I married my best friend.
And I don’t mean that in the way people sometimes toss it out at weddings or in picture captions. I mean it in the quiet, steady, all-the-way-down-to-the-soul kind of way. The kind you don’t always notice until you’re in the thick of life and suddenly realize you’ve been holding onto the same thread all along.
There is an invisible string between us. I’m sure of it.
Not one we wove ourselves, but one that was placed there gently and divinely before either of us had the wisdom to know how much we’d need it. It’s not bright or shiny. It doesn’t demand attention. But it has held through the weight of real life: babies crying in the night, stacks of unpaid bills on the kitchen counter, hospital waiting rooms with stale coffee and tense silence, long drives home after arguments no one won. It held when we laughed so hard we couldn’t breathe. It held when we wept quietly, our backs turned to the world, and our hands still found each other in the dark.

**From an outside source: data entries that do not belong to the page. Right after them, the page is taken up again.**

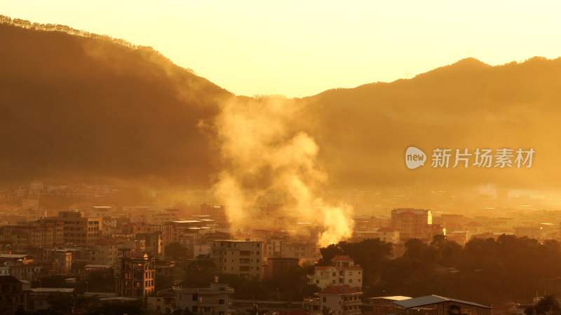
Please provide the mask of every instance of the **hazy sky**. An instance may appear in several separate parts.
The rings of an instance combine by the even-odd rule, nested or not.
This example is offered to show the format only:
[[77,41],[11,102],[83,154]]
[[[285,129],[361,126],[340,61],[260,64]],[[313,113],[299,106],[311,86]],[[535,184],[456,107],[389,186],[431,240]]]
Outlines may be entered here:
[[561,56],[559,1],[22,1],[0,14],[149,46],[236,94],[304,97],[471,55]]

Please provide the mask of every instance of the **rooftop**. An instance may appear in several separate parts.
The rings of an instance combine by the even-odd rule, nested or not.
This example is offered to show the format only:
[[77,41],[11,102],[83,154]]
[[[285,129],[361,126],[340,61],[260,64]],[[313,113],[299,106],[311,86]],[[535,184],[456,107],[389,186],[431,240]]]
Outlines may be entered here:
[[331,286],[325,288],[325,289],[322,290],[321,291],[316,293],[318,295],[338,295],[339,294],[353,294],[353,293],[360,293],[355,289],[352,289],[347,286],[346,285],[342,286]]
[[412,307],[419,307],[424,305],[442,303],[444,302],[454,302],[455,303],[463,304],[465,305],[471,305],[478,307],[484,307],[486,309],[490,309],[490,307],[486,307],[485,305],[481,305],[480,304],[473,303],[473,302],[462,301],[461,300],[456,300],[450,298],[445,298],[438,295],[426,295],[426,296],[421,296],[419,298],[413,298],[412,299],[396,301],[393,303],[402,307],[405,307],[406,309],[410,309]]

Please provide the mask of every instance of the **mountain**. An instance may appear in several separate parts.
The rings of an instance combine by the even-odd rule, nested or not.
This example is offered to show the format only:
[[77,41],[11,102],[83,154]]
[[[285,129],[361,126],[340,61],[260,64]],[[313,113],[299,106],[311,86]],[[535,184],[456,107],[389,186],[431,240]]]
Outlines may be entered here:
[[[212,127],[220,104],[249,98],[149,48],[34,25],[0,24],[2,181],[99,176],[212,183],[222,162]],[[318,163],[333,188],[428,181],[553,188],[561,179],[560,87],[560,59],[491,66],[468,58],[409,80],[283,102],[299,108],[290,128],[317,142]],[[429,161],[410,170],[410,146],[429,155],[436,148],[503,147],[532,147],[536,155],[529,169],[435,169]]]
[[0,42],[3,180],[208,182],[215,153],[198,125],[231,93],[108,38],[1,24]]

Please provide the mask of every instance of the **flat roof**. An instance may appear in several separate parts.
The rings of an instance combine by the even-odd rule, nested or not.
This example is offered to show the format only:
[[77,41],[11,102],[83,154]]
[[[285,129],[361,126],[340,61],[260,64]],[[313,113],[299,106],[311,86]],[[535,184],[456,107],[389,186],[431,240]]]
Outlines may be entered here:
[[419,307],[425,305],[430,305],[431,304],[442,303],[444,302],[454,302],[454,303],[464,304],[466,305],[471,305],[478,307],[483,307],[485,309],[491,309],[491,307],[481,305],[480,304],[474,303],[473,302],[462,301],[461,300],[456,300],[450,298],[445,298],[438,295],[426,295],[419,298],[413,298],[412,299],[403,300],[400,301],[393,302],[393,304],[399,305],[406,309],[412,307]]
[[65,293],[70,293],[74,290],[74,288],[32,288],[31,290],[33,292],[39,292],[39,293],[62,292]]
[[403,300],[409,300],[410,298],[411,297],[409,296],[394,295],[394,296],[379,296],[377,298],[369,298],[368,300],[385,299],[385,300],[392,300],[393,301],[402,301]]
[[0,254],[0,258],[25,258],[32,255],[31,254]]
[[83,266],[84,268],[112,268],[113,266],[111,265],[86,265]]

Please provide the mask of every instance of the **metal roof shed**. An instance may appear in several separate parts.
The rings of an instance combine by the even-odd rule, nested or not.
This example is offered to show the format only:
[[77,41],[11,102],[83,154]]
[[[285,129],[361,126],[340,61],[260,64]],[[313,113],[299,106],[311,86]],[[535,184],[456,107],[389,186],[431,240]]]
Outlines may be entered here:
[[438,295],[395,301],[398,314],[405,315],[489,315],[491,307]]

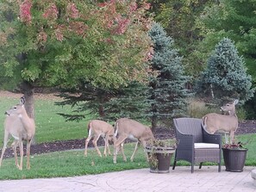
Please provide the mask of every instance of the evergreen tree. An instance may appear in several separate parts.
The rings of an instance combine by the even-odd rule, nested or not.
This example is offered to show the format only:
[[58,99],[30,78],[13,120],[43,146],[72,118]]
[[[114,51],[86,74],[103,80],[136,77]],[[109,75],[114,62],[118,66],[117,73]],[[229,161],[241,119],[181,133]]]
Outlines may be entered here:
[[210,94],[215,100],[240,99],[253,96],[252,77],[247,74],[244,59],[238,55],[234,42],[222,39],[208,59],[208,65],[198,81],[198,91]]
[[152,128],[155,129],[159,121],[164,122],[172,117],[182,116],[186,110],[189,96],[184,85],[188,77],[184,74],[182,57],[174,48],[174,41],[166,36],[159,23],[154,23],[149,31],[153,42],[152,70],[158,75],[150,81],[150,116]]

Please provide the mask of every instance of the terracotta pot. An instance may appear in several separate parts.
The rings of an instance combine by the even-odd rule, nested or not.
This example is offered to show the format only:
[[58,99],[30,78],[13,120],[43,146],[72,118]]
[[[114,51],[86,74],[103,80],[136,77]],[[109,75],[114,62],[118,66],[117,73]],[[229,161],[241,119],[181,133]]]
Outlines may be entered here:
[[222,148],[226,171],[243,171],[247,151],[248,149]]
[[149,157],[150,172],[168,173],[170,170],[171,159],[175,152],[172,147],[146,147]]

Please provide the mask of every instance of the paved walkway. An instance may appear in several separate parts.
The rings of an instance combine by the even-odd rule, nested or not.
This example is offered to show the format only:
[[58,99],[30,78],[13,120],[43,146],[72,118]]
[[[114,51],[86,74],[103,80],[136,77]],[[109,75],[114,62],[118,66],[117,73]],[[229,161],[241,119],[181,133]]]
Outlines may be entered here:
[[[2,192],[71,192],[71,191],[128,191],[128,192],[256,192],[251,177],[253,167],[243,172],[217,171],[217,166],[170,168],[170,173],[150,173],[149,169],[89,175],[75,177],[0,181]],[[1,173],[0,173],[1,174]]]

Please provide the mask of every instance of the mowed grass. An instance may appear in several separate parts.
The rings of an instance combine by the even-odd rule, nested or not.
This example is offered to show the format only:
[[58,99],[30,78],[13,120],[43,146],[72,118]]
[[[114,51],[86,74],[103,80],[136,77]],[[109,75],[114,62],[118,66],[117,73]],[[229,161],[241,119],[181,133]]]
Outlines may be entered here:
[[[11,106],[19,102],[20,96],[16,97],[0,97],[0,147],[3,143],[3,121],[4,112]],[[36,98],[35,111],[35,142],[52,142],[54,140],[68,140],[87,137],[87,123],[90,119],[76,121],[65,121],[65,119],[57,113],[70,113],[70,107],[54,105],[55,99]],[[1,115],[1,113],[2,115]],[[96,117],[97,118],[97,117]],[[256,165],[256,134],[237,136],[238,140],[247,143],[248,148],[246,165]],[[111,146],[113,152],[113,146]],[[26,169],[26,158],[23,158],[23,170],[19,170],[15,165],[14,158],[4,158],[0,168],[0,180],[26,179],[57,177],[72,177],[104,172],[119,171],[131,169],[148,167],[143,150],[139,148],[134,162],[130,162],[134,143],[126,144],[124,146],[128,162],[123,162],[121,154],[118,154],[117,164],[113,164],[113,157],[99,158],[94,149],[89,150],[88,157],[84,156],[84,150],[50,152],[41,155],[32,155],[30,158],[31,169]],[[103,147],[100,147],[103,153]],[[172,164],[173,158],[172,158]],[[208,163],[206,165],[213,164]],[[190,164],[178,161],[177,165],[190,165]]]
[[[147,167],[141,147],[139,148],[134,162],[130,162],[134,147],[134,143],[126,144],[128,161],[124,162],[122,155],[118,154],[116,164],[113,164],[113,156],[100,158],[93,149],[88,151],[87,157],[84,156],[84,150],[33,155],[30,158],[30,170],[26,169],[25,158],[22,170],[16,167],[14,158],[4,158],[0,169],[0,180],[73,177]],[[103,152],[103,148],[100,147],[100,150]],[[111,150],[113,152],[112,146]]]
[[[58,98],[56,98],[58,99]],[[56,99],[34,99],[35,115],[35,142],[51,142],[54,140],[67,140],[83,139],[87,137],[87,123],[92,117],[77,121],[66,121],[58,113],[71,113],[72,108],[69,106],[61,107],[54,104]],[[4,112],[10,107],[19,103],[19,96],[16,97],[0,98],[0,141],[3,139]]]

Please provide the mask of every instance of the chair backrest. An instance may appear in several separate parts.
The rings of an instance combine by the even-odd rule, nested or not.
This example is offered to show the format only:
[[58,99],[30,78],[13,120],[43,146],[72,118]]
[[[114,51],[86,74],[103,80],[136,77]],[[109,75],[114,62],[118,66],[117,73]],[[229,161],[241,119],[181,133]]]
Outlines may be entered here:
[[175,128],[180,133],[195,136],[195,142],[203,142],[202,120],[197,118],[177,118],[173,119]]

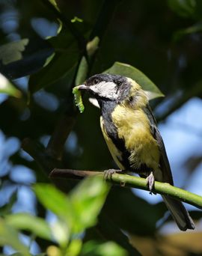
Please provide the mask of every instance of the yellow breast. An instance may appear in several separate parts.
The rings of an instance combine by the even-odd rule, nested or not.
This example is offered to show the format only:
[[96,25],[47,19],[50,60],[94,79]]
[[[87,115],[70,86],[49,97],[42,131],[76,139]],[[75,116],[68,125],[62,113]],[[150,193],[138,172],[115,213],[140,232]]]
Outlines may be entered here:
[[122,159],[121,153],[118,150],[118,149],[116,147],[116,146],[114,144],[112,140],[108,137],[105,126],[103,123],[102,117],[100,117],[100,127],[101,129],[104,136],[104,138],[105,140],[105,142],[107,144],[108,148],[114,159],[114,161],[117,165],[117,166],[120,168],[120,170],[124,170],[124,166],[121,164],[120,162],[120,159]]
[[123,139],[126,148],[130,152],[131,166],[136,168],[144,163],[156,170],[159,162],[159,147],[144,111],[117,105],[111,118],[119,138]]

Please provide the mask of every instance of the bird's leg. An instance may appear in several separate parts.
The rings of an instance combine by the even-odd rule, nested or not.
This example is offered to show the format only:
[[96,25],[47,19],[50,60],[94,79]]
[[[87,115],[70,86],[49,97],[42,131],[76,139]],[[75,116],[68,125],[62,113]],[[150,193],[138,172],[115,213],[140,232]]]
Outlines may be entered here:
[[110,180],[111,179],[111,177],[114,174],[116,174],[117,172],[123,172],[123,171],[122,170],[115,170],[115,169],[108,169],[104,171],[104,175],[103,175],[103,179],[104,180]]
[[152,190],[154,187],[154,182],[155,182],[155,179],[154,179],[153,171],[151,171],[150,175],[147,177],[146,180],[147,180],[147,185],[149,187],[150,194],[152,194]]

We are different, he and I. In ways that don’t always match on paper. Where I am scattered, he is steady. Where I overthink, he simply knows. Where I feel everything all at once, he holds the line. And maybe that’s the miracle of it. That two people can be so unlike and yet so deeply connected.
There is something sacred about a soul tie. It’s not just about affection or shared memories. It’s something deeper, something eternal. A soul tie is a binding of spirits, knit together in a way that defies logic. You don’t just love them. You recognize them. You feel their ache like a weight in your chest. You carry their joy like sunlight on your skin. You pray for them with a kind of urgency that has no words, only breath. And you know, in a way that doesn’t need explaining, that your heart was never meant to walk this life without theirs beside it.
That’s how I feel about him.
He doesn’t complete me. I am whole on my own. But he holds a part of me that no one else can reach, a part I didn’t even know needed holding until he came along.
I think about the years that brought us here. I think about how we met during a storm we didn’t know would pass. How we sat on worn-out couches and talked until the sky turned pink. How we fell asleep to the sound of lullabies from the baby monitor and woke up to coffee brewing in a kitchen that smelled like burnt toast and tired hope. How we’ve grown not just older together, but closer. How we’ve forgiven things that never needed to be spoken out loud. How we’ve found laughter even in the hardest places, like wildflowers growing through cracks in concrete.
Some days love is easy. A glance across the room while the dog barks at the mail truck. A shared joke whispered in the grocery store aisle. A hand brushing mine as we pass each other in the hall.
And some days, love is a choice. A quiet resolve to keep showing up, even when the words feel sharp and the air between us feels cold. A commitment not to the feelings of love, but to the act of it. To the promise of it. To the slow and steady building of something that lasts.
I married my best friend.
That friendship, the foundation of it all, is what has carried us through. It reminds me, even on the weary days, that the thread between us is still there. Tucked beneath the surface. Stronger than the winds. Wiser than our words. Anchored not just in emotion, but in faith, in grace, and in the quiet kind of love that doesn’t need an audience.
We are two imperfect people, tethered together by something holy. Not just by vows, but by a soul tie.
And I wouldn’t trade that for anything.